Ensembl Mouse is based on the April 2007 Mus musculus (strain C57BL/6J) high coverage assembly (NCBI m37, GCA_000001635.18). This assembly is used by UCSC to create their mm9 database.

Mouse Genome Sequencing ConsortiumThe Mouse Genome Sequencing Consortium is a joint project between The Whitehead Institute/MIT Center for Genome Research, The Washington University Genome Sequencing Center, The Wellcome Trust Sanger Institute and EMBL - EBI to provide the Mouse genome sequence to the world. We work closely with other Mouse groups to provide an integrated resource (see below for credits).

There are some major changes in the assembly from version m36; for more details see the NCBI build statistics .

To convert your old data from Mouse assembly m36 to m37, click on 'Manage your data' on any mouse page and select 'Assembly converter' from the left-hand menu.

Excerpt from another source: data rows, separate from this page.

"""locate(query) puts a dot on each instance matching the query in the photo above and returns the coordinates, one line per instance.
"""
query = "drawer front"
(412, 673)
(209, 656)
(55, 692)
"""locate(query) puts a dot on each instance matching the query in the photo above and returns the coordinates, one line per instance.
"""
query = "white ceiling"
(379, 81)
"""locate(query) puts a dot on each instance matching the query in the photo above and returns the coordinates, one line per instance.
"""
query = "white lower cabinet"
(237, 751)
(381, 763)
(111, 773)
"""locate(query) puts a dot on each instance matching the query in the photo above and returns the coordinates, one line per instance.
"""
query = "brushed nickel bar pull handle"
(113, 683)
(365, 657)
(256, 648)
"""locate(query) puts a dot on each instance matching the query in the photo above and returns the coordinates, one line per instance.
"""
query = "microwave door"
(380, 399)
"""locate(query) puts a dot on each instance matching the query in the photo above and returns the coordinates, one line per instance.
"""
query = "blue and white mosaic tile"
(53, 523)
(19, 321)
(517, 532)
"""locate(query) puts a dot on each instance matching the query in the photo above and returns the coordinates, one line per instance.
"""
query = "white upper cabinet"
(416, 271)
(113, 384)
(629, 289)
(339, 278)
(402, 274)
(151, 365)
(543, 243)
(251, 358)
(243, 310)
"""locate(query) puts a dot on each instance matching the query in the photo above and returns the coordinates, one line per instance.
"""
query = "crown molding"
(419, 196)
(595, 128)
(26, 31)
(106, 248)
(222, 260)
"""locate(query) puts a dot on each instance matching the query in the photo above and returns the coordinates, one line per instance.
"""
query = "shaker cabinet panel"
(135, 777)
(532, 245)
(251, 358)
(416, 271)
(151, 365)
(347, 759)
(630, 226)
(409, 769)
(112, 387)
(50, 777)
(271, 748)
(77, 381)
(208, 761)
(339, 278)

The genome assembly represented here corresponds to GenBank Assembly ID GCF_000001635.18

Download Mouse genome sequence (FASTA)

The Ensembl mouse automatic gene annotations were vastly improved in release 61 (1 February 2011) by using updated Ensembl genebuild pipeline code and incorporating new data resources which have become available since the last NCBIM37 genebuild (April 2007). The new resources include an updated mouse-specific repeat library, additional RefSeq and Uniprot protein sequence data for annotating the coding regions of protein-coding genes, as well as new cDNAs and ESTs for annotating untranslated regions (UTRs) of protein-coding genes. Extensive data quality checks have been performed to remove gene/transcript models with erroneous structures (e.g. interlocking transcripts with long introns on the same strand) or supported by dubious evidence (e.g. cDNA fragments with short, wrongly annotated open-reading frames). In release 62 (13 April 2011), the Ensembl automatic gene annotations were patched to correct gene/transcript models previously truncated due to the presence of selenocysteine residues (encoded by the UGA codon) in their translations. Since release 62, the Ensembl automatic annotations have been frozen.

As in all previous releases since October 2007, in Ensembl release 64, we provide a combined Ensembl-Vega merged gene set. Specifically, the frozen Ensembl annotations from April 2011 were merged with the latest Vega manual annotations (as of 16 May 2011) at the transcript level. The Vega annotations were generated mainly by the HAVANA team at the Wellcome Trust Sanger Institute. Transcripts from the two annotation sources were merged if they shared the same internal exon-intron boundaries (i.e. had identical splicing pattern) with slight differences in the terminal exons allowed. Importantly, all Vega source transcripts (regardless of merge status) were included in the final merged gene set. In addition, the gene set was also updated in release 64 to maintain its consistency with the 22147 CCDS gene models at the time of production (19 May 2011).

As a result, the release 64 gene set consists of 37681 genes and 95883 transcripts. Of the 95883 transcripts, 18.00% (17257) were the result of merging Ensembl and Vega annotations, 21.65% (20756) originated from Ensembl, 54.18% (51953) originated from Vega, and a remaining ~6.1% were incorporated from other sources (e.g. immunoglobulin gene segments/transcripts imported from IMGT data). Most of the non-merged Vega transcripts were alternative splice variants and/or non-coding transcripts complementing Ensembl annotations which focus on providing a conservative set of protein-coding genes/transcripts.

Vega logo Additional manual annotation of this genome can be found in Vega


Additional functional genomics data produced by the HEROIC project (High-throughput Epigenetic Regulatory Organisation In Chromatin) is available to download from the Ensembl Projects HEROIC portal.